Michael Nurock
The idea of putting incurably ill patients into the deep freeze with the hope that a remedy will be discovered some time in the future is not new. But until recently it has been more the domain of science fiction than academically recognised medical inquiry.
This is all set to change. The doyens of international resuscitation research are intent on making a concept they call “suspended animation” a reality.
The past 100 years are witness to a previously unfathomable mastery of human life. Techniques such as cardio- pulmonary and circulatory resuscitation, combined with the rapid deployment of emergency services, mean that civilians involved in accidents stand a better chance than ever of surviving physical trauma.
This is not true for soldiers, however. Dr Ronald Bellamy, writing in Critical Care Medicine, says that roughly half of all fatally injured soldiers die of internal haemorrhage. The problem is that these major trauma patients require urgent surgery – usually to stop internal bleeding. Unlike cardiac arrest, which can be treated at the scene with equipment and drugs, major trauma requires a well-stocked operating room with experienced medical personnel.
This led Bellamy and Dr Peter Safar to agree that “the mortally wounded person, with a potentially salvageable brain and ultimately repairable injuries, would have a chance to survive only after a completely new resuscitative approach”.
In the same Critical Care Medicine issue, Safar defines this approach as “suspended animation” – the protection and preservation of the whole organism during prolonged clinical death, for transport and repair (resuscitative surgery) without pulse (no heart beat), followed by delayed resuscitation to complete recovery. Patients would need to be put into suspended animation within ten minutes of injury, and the state would need to be maintainable for one to two hours, but Bellamy notes that even 30 minutes would be clinically useful.
So how to do it? The biggest problem is that when the heart stops beating, the body is deprived of oxygen-laden blood – a state called ischaemia. Humans can tolerate ischaemia for a few minutes, but beyond this a series of events are triggered including the depletion of vital energy stores, increased levels of acid in the tissues, various electrolyte disturbances, and the production of toxic cellular by- products. This culminates with damage to DNA and irreversible cell death.
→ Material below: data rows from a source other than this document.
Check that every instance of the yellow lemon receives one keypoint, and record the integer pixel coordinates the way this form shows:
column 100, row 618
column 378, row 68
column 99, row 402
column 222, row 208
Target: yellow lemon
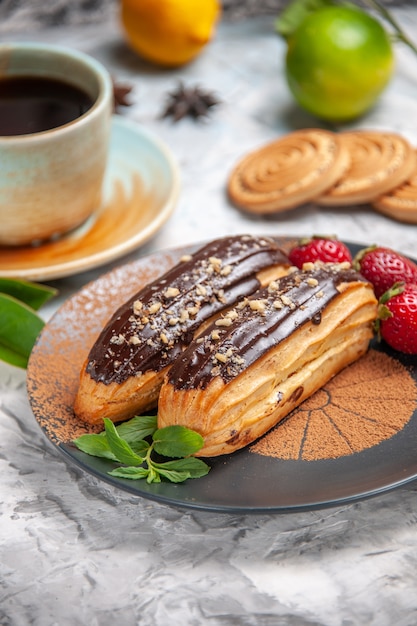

There are a similar range of complications that occur when a tissue’s oxygen supply is temporarily cut off and then later restored. This “reperfusion injury” is caused by the circulation of various products that build up as a result of the initial period of ischaemia.
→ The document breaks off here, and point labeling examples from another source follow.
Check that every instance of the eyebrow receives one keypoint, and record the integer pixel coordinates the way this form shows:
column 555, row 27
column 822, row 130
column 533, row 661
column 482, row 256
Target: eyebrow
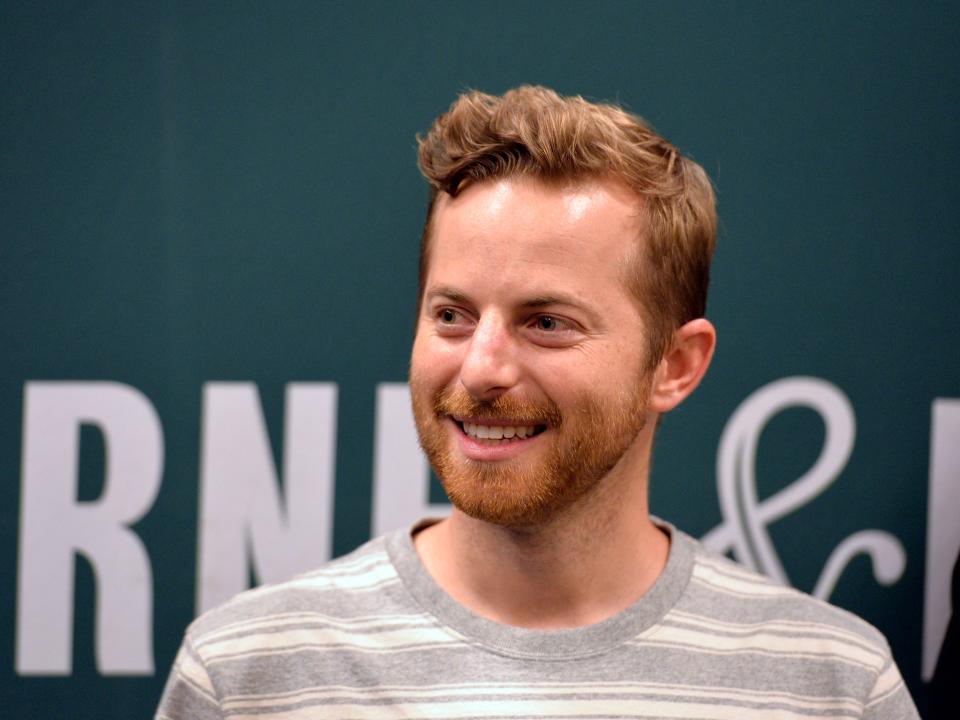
column 533, row 303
Researchers have proposed interventions for each of the above problems, and they do so based on currently existing knowledge. Interestingly, the science- fiction stories aren’t far off. Hypothermia – or cooling the body – plays a major role. It has been shown to prolong survival in bleeding animals and those whose hearts have stopped. Additionally, giving such hypothermic animals special solutions intravenously seems to improve the outcome for certain organs and may help prevent the build-up of toxic products during periods of ischaemia.
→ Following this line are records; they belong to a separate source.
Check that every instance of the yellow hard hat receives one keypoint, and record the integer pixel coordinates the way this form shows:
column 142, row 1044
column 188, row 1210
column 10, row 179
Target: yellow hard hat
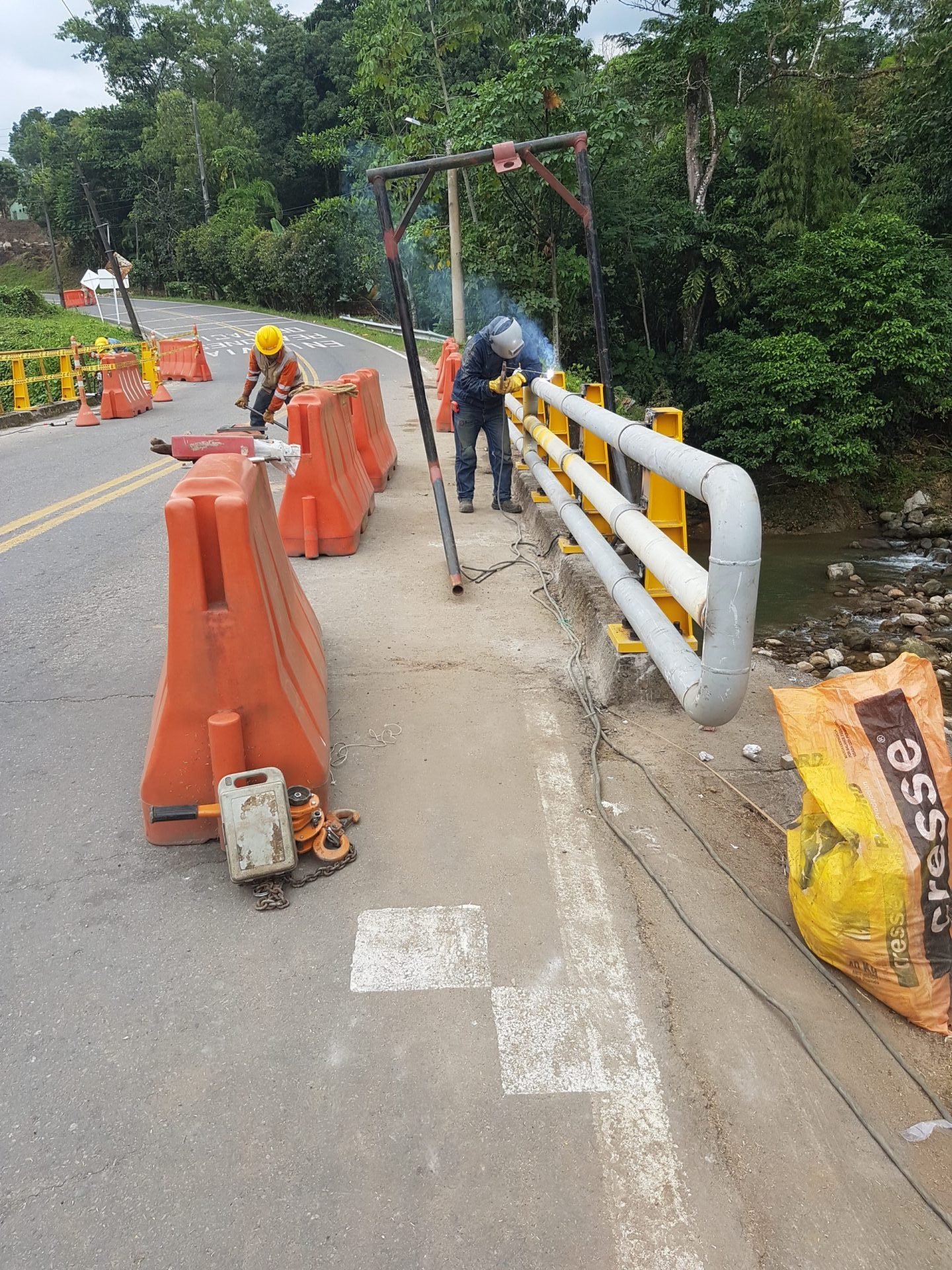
column 270, row 341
In humans, cardiac surgeons have used the benefits of hypothermia and a stopped heart since the Fifties. Hearts destined for transplant are regularly maintained for up to six hours in special cooled solutions. It is thought that cooled tissue has a much lower requirement for oxygen and may produce fewer toxic by-products even when ischaemic.
But the idea of hypothermia leaves many unresolved questions. The most important being how far the human body can be cooled without producing irreversible effects due to the cooling process itself. When human tissue is cooled to freezing, the physical structure changes, making it incompatible with life even after being thawed. Other questions include how to achieve the state of hypothermia, how quickly, and once achieved – how to reverse it?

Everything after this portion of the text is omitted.